Given these basic rules for HTML tags, it is best now to simply look at an example document to see how they are used. Our first complete example written in transitional HTML 4 is shown here:

  <!DOCTYPE HTML PUBLIC "-//W3C//DTD HTML 4.01 Transitional//EN"   "http://www.w3.org/TR/html4/loose.dtd">   <html>   <head>   <title>  First HTML Example  </title  >  </head>   <body>   <h1>  Welcome to the World of HTML  </h1>   <hr>   <p>HTML <b>really</b>  isn't so hard!  </p>   <p>  You can put in lots of text if you want to. In fact, you could keep on typing and make up more sentences and continue on and on.  </p>   </body>   </html>  

In the case of XHTML, which is a stricter and cleaner version of HTML, we really don't see many changes yet, as shown in the example that follows :

  <!DOCTYPE html PUBLIC "-//W3C//DTD XHTML 1.0 Transitional//EN"   "http://www.w3.org/TR/xhtml1/DTD/xhtml1-transitional.dtd">   <html xmlns="http://www.w3.org/1999/xhtml" lang="en">   <head>   <title>  First XHTML Example  </title>   </head>   <body>   <h1>  Welcome to the World of XHTML  </h1>   <hr />   <p>  XHTML  <b>  really  </b>  isn't so hard!  </p>   <p>  You can put in lots of text if you want to. In fact, you could keep on typing and make up more sentences and continue on and on.  </p>   </body>   </html>  

The preceding example uses some of the most common elements found in HTML documents:

  • The <!DOCTYPE> statement indicates the particular version of HTML or XHTML being used in the document. In the first example, the transitional 4.01 specification was used, while in the second, the transitional XHTML 1.0 specification was employed.

  • The <html> , <head> , and <body> tag pairs are used to specify the general structure of the document. Notice that under XHTML you need to have a little more information about the language you are using.

  • The <title> and </title> tag pair specifies the title of the document that generally appears in the title bar of the Web browser.

  • The <h1> and </h1> header tag pair creates a headline indicating some important information.

  • The <hr /> tag, which has no end tag making its syntax different in XHTML, inserts a horizontal rule, or bar, across the screen.

  • The <p> and </p> paragraph tag pair indicates a paragraph of text.

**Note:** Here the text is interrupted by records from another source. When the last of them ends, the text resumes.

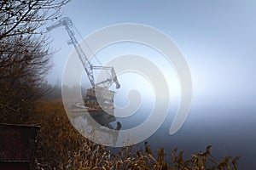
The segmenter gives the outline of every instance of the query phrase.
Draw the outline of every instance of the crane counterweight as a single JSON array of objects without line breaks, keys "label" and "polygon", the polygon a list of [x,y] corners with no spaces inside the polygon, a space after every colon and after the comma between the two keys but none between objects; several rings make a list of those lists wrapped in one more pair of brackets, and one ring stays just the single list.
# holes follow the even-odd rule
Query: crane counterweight
[{"label": "crane counterweight", "polygon": [[[86,98],[84,99],[84,105],[86,106],[93,107],[94,109],[101,110],[101,113],[102,113],[102,106],[103,107],[108,107],[111,110],[113,110],[113,97],[114,97],[114,91],[109,90],[110,86],[113,83],[115,83],[116,88],[120,88],[120,84],[117,79],[117,76],[115,73],[115,71],[113,67],[110,66],[95,66],[93,64],[88,60],[86,57],[84,50],[82,49],[80,44],[78,42],[77,39],[74,37],[74,32],[73,31],[73,22],[72,20],[67,18],[64,17],[61,19],[58,22],[55,23],[54,25],[49,26],[46,28],[48,31],[52,31],[55,28],[64,26],[66,31],[68,33],[68,36],[70,39],[67,41],[68,44],[73,44],[78,56],[83,65],[83,67],[85,71],[85,73],[88,76],[88,79],[90,82],[91,88],[87,90]],[[103,80],[100,82],[96,82],[95,78],[93,76],[94,70],[105,70],[105,71],[110,71],[111,75],[109,77],[108,77],[106,80]],[[108,114],[108,113],[106,113]],[[90,113],[90,115],[95,118],[95,120],[97,120],[100,124],[106,126],[106,124],[108,126],[109,122],[115,121],[115,117],[113,114],[108,114],[107,116],[108,116],[108,120],[102,120],[99,118],[99,116],[96,116],[95,115]],[[101,115],[101,114],[100,114]],[[106,118],[106,115],[104,116]],[[105,121],[105,122],[104,122]],[[107,121],[107,122],[106,122]],[[107,123],[106,123],[107,122]]]}]

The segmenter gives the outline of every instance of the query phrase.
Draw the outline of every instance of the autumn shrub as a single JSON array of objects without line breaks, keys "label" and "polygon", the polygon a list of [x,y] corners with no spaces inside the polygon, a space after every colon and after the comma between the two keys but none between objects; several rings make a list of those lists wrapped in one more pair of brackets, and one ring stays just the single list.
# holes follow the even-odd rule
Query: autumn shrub
[{"label": "autumn shrub", "polygon": [[160,148],[154,153],[147,142],[143,147],[123,147],[112,154],[78,133],[57,100],[38,102],[36,113],[27,123],[41,126],[36,169],[237,169],[239,156],[227,156],[218,161],[211,153],[211,145],[186,159],[183,150],[177,148],[171,152]]}]

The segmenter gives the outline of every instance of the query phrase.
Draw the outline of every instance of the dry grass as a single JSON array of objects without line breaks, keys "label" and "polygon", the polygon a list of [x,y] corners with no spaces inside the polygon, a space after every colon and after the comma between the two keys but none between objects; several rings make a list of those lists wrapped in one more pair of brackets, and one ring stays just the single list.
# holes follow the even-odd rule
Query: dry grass
[{"label": "dry grass", "polygon": [[[185,160],[177,148],[170,153],[164,148],[154,156],[149,145],[124,147],[111,155],[104,146],[79,134],[70,124],[60,101],[40,101],[29,124],[41,126],[36,156],[36,169],[237,169],[238,156],[216,161],[211,146]],[[171,158],[171,159],[170,159]]]}]

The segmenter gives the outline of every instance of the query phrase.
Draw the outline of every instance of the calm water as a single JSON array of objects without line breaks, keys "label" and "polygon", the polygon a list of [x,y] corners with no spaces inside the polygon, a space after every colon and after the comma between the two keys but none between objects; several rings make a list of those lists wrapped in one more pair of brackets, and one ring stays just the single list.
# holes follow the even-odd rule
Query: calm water
[{"label": "calm water", "polygon": [[[161,128],[147,141],[154,150],[164,147],[171,151],[177,146],[187,156],[204,151],[208,144],[212,144],[212,154],[218,160],[227,155],[241,156],[239,169],[253,169],[256,167],[256,105],[253,102],[241,104],[232,100],[230,103],[194,104],[185,123],[172,136],[168,133],[174,116],[171,111]],[[141,121],[135,116],[129,122],[123,120],[124,128]],[[143,146],[143,142],[139,144]]]}]

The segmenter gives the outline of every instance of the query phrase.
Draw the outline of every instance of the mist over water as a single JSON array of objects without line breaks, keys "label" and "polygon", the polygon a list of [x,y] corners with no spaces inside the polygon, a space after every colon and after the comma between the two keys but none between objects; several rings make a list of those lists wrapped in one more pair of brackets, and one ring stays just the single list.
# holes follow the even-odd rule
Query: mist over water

If you are using a text editor, you could type in the previous listing and save it with a filename such as "firstexample.htm" or "firstexample.html." For a browser to read your file properly off your local disk, it must end either in the .htm or .html extension. If you don't save your file with the appropriate extension, the browser probably won't attempt to interpret the HTML markup. When this happens, the markup elements may appear in the browser window, as shown in Figure 1-2. However, note that some browsers will let you get away with bad file extensions locally, but on a server you could run into problems.

click to expand
Figure 1-2: Raw HTML mistakenly displayed in browser window

After you save the example file on your system, open it in your browser by using the Open, Open Page, or Open File command, which should be found in the browser's File menu. After your browser reads the file, it should render a page like the one shown in Figure 1-3.

click to expand
Figure 1-3: An HTML page displayed in a browser

If your page does not display properly, review your file to make sure that you typed in the markup correctly. If you find a mistake and make a change to the file, save the file, go back to your browser, and click the Reload or Refresh button. Sometimes the browser will still reload the page from its memory cache; if a page does not update correctly on reload, hold down the SHIFT key while clicking the Reload button, and the browser should refetch the page. During this simple test, it's a good idea to keep the browser and text editor open simultaneously to avoid having to constantly reopen one or the other. Once you get the hang of HTML design, you'll see that, at this raw level, it is much like the edit, compile, and run cycle so familiar to programmers. However, you certainly don't want to use this manual process to develop Web pages because it can be tedious , error prone, and inefficient for page structure and visual design. For use here as illustration to learn the language, however, it works fine. Better approaches to HTML document creation are discussed in Chapter 2.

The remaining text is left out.